Rafael Castaño

El orden de las palabras

El mundo de ayer

Un objeto cualquiera, un lugar, una canción, pueden contener en ellos todo un amor, toda una vida, el mundo entero

09 de febrero 2024 - 00:00

Un principio de la magia antigua es la creencia de que el signo escrito representa la palabra hablada, y que por tanto ese signo hereda su poder para cambiar el mundo. La palabra, de hecho, sigue siendo hoy el sostén último de nuestras vidas, el instrumento que les da sentido y con el que conectar nuestras vidas los unos con los otros, sin importar el tiempo o el espacio que habitemos. La forma de decir equivale a lo dicho, del mismo modo que, si se trata de llevar a la pantalla las vidas de seres monstruosamente fríos, como hace Jonathan Glazer en La zona de interés, la película ha de ser también monstruosamente fría.

Un hermoso ejemplo demuestra la fe que los antiguos tenían en la correcta disposición de las palabras. En el curso alto del Nilo, cerca de Luxor, descansa el templo de Dendera, que la arena y el lodo conservaron como hizo la ceniza con Pompeya y Herculano. El historiador Philippe Derchain nos cuenta que en el complejo había “un edificio especial de extraña planta, que se ha podido demostrar haber sido un sanatorio. Se componía esencialmente de una pieza central en la que se encontraba una estatua divina sobre un alto pedestal cubierto de inscripciones religiosas y mágicas. Mediante canalizaciones podía recogerse en las bañeras el agua, vertida antes sobre la estatua y las inscripciones.

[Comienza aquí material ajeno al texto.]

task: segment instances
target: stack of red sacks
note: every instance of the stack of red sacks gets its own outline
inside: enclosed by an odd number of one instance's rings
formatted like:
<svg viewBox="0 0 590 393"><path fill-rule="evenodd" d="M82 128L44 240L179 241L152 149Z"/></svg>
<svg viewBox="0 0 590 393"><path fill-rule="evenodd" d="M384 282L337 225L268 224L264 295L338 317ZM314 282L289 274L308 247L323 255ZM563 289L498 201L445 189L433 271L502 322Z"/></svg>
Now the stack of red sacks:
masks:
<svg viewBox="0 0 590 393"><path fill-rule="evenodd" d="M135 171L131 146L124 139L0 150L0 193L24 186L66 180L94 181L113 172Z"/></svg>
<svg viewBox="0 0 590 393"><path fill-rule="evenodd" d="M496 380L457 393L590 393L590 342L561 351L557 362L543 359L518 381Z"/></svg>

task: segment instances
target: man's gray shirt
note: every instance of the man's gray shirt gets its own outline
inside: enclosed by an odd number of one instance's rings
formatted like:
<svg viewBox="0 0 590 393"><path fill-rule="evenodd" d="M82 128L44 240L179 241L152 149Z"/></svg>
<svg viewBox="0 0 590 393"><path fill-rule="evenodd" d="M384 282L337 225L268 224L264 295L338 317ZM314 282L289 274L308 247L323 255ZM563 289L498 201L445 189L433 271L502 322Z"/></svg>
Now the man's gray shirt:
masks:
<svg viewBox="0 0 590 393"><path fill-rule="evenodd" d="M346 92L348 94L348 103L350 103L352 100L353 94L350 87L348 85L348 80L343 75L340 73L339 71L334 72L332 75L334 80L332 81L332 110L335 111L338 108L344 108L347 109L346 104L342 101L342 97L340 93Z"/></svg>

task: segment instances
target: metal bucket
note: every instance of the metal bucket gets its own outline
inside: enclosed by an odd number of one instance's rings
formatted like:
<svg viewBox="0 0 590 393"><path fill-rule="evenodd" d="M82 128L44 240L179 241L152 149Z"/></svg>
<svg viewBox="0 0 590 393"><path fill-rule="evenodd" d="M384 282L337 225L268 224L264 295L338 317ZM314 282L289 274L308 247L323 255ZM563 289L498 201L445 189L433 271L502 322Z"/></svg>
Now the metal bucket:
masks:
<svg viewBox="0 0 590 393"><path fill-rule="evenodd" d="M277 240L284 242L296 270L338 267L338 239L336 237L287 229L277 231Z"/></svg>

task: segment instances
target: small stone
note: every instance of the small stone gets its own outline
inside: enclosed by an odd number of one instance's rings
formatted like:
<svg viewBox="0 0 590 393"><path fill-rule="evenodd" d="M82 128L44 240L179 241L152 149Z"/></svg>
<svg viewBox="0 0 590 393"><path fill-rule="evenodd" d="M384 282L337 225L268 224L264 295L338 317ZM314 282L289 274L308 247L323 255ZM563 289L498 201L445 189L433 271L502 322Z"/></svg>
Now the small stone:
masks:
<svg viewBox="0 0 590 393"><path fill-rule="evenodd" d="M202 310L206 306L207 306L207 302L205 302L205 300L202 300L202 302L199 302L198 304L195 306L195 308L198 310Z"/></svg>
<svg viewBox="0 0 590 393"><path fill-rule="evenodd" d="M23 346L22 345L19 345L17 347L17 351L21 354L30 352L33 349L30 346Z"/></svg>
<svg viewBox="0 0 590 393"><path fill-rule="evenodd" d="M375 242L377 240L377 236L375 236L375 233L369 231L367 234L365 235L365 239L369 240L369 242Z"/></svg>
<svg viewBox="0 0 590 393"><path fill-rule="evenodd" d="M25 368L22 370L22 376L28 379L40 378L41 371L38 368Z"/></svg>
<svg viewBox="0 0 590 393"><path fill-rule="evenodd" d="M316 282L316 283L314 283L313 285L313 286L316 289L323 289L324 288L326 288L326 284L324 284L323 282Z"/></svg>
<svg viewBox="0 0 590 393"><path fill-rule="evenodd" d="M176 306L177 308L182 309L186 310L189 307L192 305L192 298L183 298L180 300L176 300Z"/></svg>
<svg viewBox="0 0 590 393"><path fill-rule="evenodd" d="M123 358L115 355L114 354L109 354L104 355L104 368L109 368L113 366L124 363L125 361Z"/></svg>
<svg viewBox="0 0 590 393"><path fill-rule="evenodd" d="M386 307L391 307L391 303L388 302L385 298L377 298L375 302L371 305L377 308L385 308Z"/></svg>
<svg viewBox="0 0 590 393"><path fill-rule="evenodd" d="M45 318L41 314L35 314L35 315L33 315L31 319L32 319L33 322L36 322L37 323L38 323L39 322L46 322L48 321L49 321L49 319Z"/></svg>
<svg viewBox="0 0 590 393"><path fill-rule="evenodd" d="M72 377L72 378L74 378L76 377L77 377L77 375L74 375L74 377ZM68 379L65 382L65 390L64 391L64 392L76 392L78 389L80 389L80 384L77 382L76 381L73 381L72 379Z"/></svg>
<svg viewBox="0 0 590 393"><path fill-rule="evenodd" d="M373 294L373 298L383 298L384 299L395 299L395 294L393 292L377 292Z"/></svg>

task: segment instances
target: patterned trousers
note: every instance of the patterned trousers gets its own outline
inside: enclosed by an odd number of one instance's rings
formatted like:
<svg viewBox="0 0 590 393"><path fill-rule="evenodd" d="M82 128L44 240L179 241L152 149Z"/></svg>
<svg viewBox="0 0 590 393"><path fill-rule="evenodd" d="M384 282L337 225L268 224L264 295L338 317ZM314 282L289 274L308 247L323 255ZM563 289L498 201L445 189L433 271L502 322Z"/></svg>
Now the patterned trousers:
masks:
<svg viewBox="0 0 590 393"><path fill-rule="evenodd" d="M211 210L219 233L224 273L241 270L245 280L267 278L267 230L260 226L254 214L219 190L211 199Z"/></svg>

El contacto con estas últimas daba a las aguas el poder divino y la virtud sobrenatural de los textos que había rozado y era, pues, perfectamente adecuada para transmitir sus efectos a los que se bañasen en ella”.

Estos sacerdotes egipcios, que creían que sus templos, sus ritos y sus intrincadas historias grabadas en piedra permitían al mundo seguir existiendo, nos pueden parecer vestigios de otra época absolutamente superados. Pero pese a las aparentes alturas alcanzadas por nuestro pensamiento, una parte de nosotros sigue hundida en esos lodos. Un objeto cualquiera, un lugar, una canción, pueden contener en ellos todo un amor, toda una vida, el mundo entero.

Todo lo vivo puede esconderse en los caprichosos recipientes en los que conservamos el pasado. Y también nos ocurre lo contrario, como en aquel poema de Ángel González que transita por la paz y por el olvido, por el amor y por la muerte, que comienza así: “Yo sé que existo / porque tú me imaginas”; y termina así: “Pero si tú me olvidas / quedaré muerto sin que nadie / lo sepa. Verán viva / mi carne, pero será otro hombre / –oscuro, torpe, malo– el que la habita…”. La palabra, siempre, nos mata y nos da la vida.